Impfungen in Deutschland – Ein wesentlicher Beitrag zur öffentlichen Gesundheit
Impfungen im öffentlichen Interesse
Impfungen gehören zu den wichtigsten und wirksamsten präventiven Maßnahmen,
die in der Medizin zur Verfügung stehen. Darin sind sich führende Wissenschaftler
einig. Und dennoch werden sie kontrovers und nicht selten emotional
diskutiert.
Kritiker führen an, dass Impfungen überflüssig, schädlich und von den Interessen
der Pharmaindustrie gesteuert seien. Befürworter verweisen auf die Erfolge wie die
dramatische Reduzierung und sogar Ausrottung von Infektionskrankheiten. Und
dazwischen liegt die nicht unbedeutende Gruppe der Skeptiker. Es ist paradox,
aber sie wird unter anderem durch die Erfolge des Impfens gestärkt. Da Diphtherie,
Kinderlähmung und andere Erkrankungen aufgrund der Impferfolge heute
kaum noch vorkommen, halten manche die Schutzimpfung für überflüssig.

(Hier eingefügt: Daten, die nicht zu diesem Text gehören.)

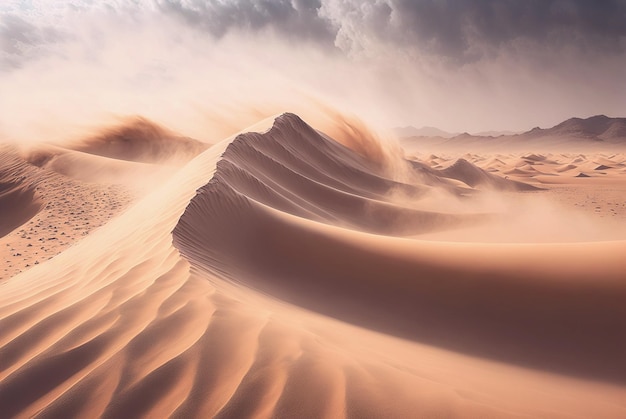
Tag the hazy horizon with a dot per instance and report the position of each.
(479, 66)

Tatsächlich sind die Zusammenhänge, Ursachen und Wirkungen im Impfwesen
komplex. Die Broschüre soll zu mehr Transparenz beitragen und zeigen, wie das
Impfwesen im Sinne des öffentlichen Gesundheitsschutzes geregelt ist.
Dr. Burkhard Rieke
Internist, Tropenmedizin, Infektiologie
Fachleiter Impf-Experten
Welche Impfungen gibt es?
Es gibt in Deutschland die von der STIKO empfohlenen Standardimpfungen für Kinder, Jugendliche und
Erwachsene. Darüber hinaus gibt es Indikationsimpfungen, die aufgrund eines speziellen Anlasses – wie zum
Beispiel einer Reise oder einer beruflichen Exposition – sinnvoll sind. Insgesamt kann zur Zeit gegen mehr als
20 verschiedene Infektionskrankheiten geimpft werden.
Wer übernimmt die Kosten?
Seit dem Wettbewerbsstärkungsgesetz 2007 (GKV - WSG), müssen
die von der STIKO empfohlenen Impfungen von den Krankenkassen
bezahlt werden, sobald sie der Gemeinsame Bundesausschuss
bestätigt hat und sie in die Schutzimpfungsrichtlinie eingegangen
sind. Die Kosten für weitere Impfungen können Kassen
auf freiwilliger Basis erstatten. Viele Krankenkassen, aber nicht alle,
übernehmen die Kosten für Impfungen, die über die Schutzimpfungsrichtlinie
hinausgehen. Die Internetseiten www.reisemedexperten.
de und www.impf-experten.de geben dazu Auskunft.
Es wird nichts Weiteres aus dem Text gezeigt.